Department of Orthopaedic Surgery, School of Medicine, University of California, San Diego, La Jolla, California.
Division of Nephrology, Department of Medicine, University of Washington, Seattle, Washington.
J Clin Endocrinol Metab. 2020 Aug 1;105(8):e2903-11. doi: 10.1210/clinem/dgaa317.

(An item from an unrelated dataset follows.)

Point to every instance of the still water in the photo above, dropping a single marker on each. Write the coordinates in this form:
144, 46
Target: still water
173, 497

We sought to identify biomarkers that indicate low turnover on bone histomorphometry in chronic kidney disease (CKD) patients, and subsequently determined whether this panel identified differential risk for fractures in community-dwelling older adults.
Among CKD patients who underwent iliac crest bone biopsies and histomorphometry, we evaluated candidate biomarkers to differentiate low turnover from other bone disease. We applied this biomarker panel to 641 participants in the Health Aging and Body Composition Study (Health ABC) study with estimated glomerular filtration rate (eGFR) less than 60 mL/min/1.73 m2 who were followed for fracture. Cox proportional hazards models evaluated the association of bone mineral density (BMD) with fracture risk and determined whether biomarker-defined low bone turnover modified fracture risk at any level of BMD.
In 39 CKD patients age 64 ± 13 years, 85% female, with mean eGFR 37 ± 14 mL/min/1.73 m2 who underwent bone biopsy, lower fibroblast growth factor (FGF)-23, higher ɑ-Klotho, and lower parathyroid hormone (PTH) indicated low bone turnover in accordance with bone histomorphometry parameters (individual area under the curve = 0.62, 0.73, and 0.55 respectively; sensitivity = 22%, specificity = 100%). In Health ABC, 641 participants with CKD were age 75 ± 3 years , 49% female, with mean eGFR 48 ± 10 mL/min/1.73 m2. For every SD lower hip BMD at baseline, there was an 8-fold higher fracture risk in individuals with biomarker-defined low turnover (hazard ratio 8.10 [95% CI, 3.40-19.30]) vs a 2-fold higher risk in the remaining individuals (hazard ratio 2.28 [95% CI, 1.69-3.08]) (Pinteraction = .082).
In CKD patients who underwent bone biopsy, lower FGF-23, higher ɑ-Klotho, and lower PTH together had high specificity for identifying low bone turnover. When applied to older individuals with CKD, BMD was more strongly associated with fracture risk in those with biomarker-defined low turnover.
我们试图确定能指示慢性肾脏病(CKD)患者骨组织形态计量学中低转换的生物标志物,并随后确定该标志物是否能识别社区居住的老年人群中骨折的不同风险。
我们评估了 CKD 患者中接受髂嵴骨活检和骨组织形态计量学的候选生物标志物,以区分低转换和其他骨骼疾病。我们将该生物标志物应用于肾小球滤过率(eGFR)<60ml/min/1.73m2 的健康老龄化和身体成分研究(Health ABC)中 641 名参与者,这些参与者接受了随访以评估骨折情况。Cox 比例风险模型评估了骨密度(BMD)与骨折风险的相关性,并确定在任何 BMD 水平下,生物标志物定义的低骨转换是否改变了骨折风险。
在 39 名年龄 64±13 岁、85%为女性、平均 eGFR 为 37±14ml/min/1.73m2 的 CKD 患者中,较低的成纤维细胞生长因子(FGF)-23、较高的 α-Klotho 和较低的甲状旁腺激素(PTH)与骨组织形态计量学参数一致,表明低骨转换(个体曲线下面积分别为 0.62、0.73 和 0.55;灵敏度分别为 22%、100%)。在 Health ABC 中,641 名 CKD 参与者的年龄为 75±3 岁,49%为女性,平均 eGFR 为 48±10ml/min/1.73m2。在基线时,髋部 BMD 每降低一个标准差,生物标志物定义的低转换个体的骨折风险增加 8 倍(风险比 8.10[95%CI,3.40-19.30]),而其余个体的骨折风险增加 2 倍(风险比 2.28[95%CI,1.69-3.08])(P 交互值为 0.082)。
在接受骨活检的 CKD 患者中,较低的 FGF-23、较高的 α-Klotho 和较低的 PTH 联合使用具有很高的特异性,可以识别低骨转换。当将其应用于患有 CKD 的老年个体时,与生物标志物定义的低转换个体相比,BMD 与骨折风险的相关性更强。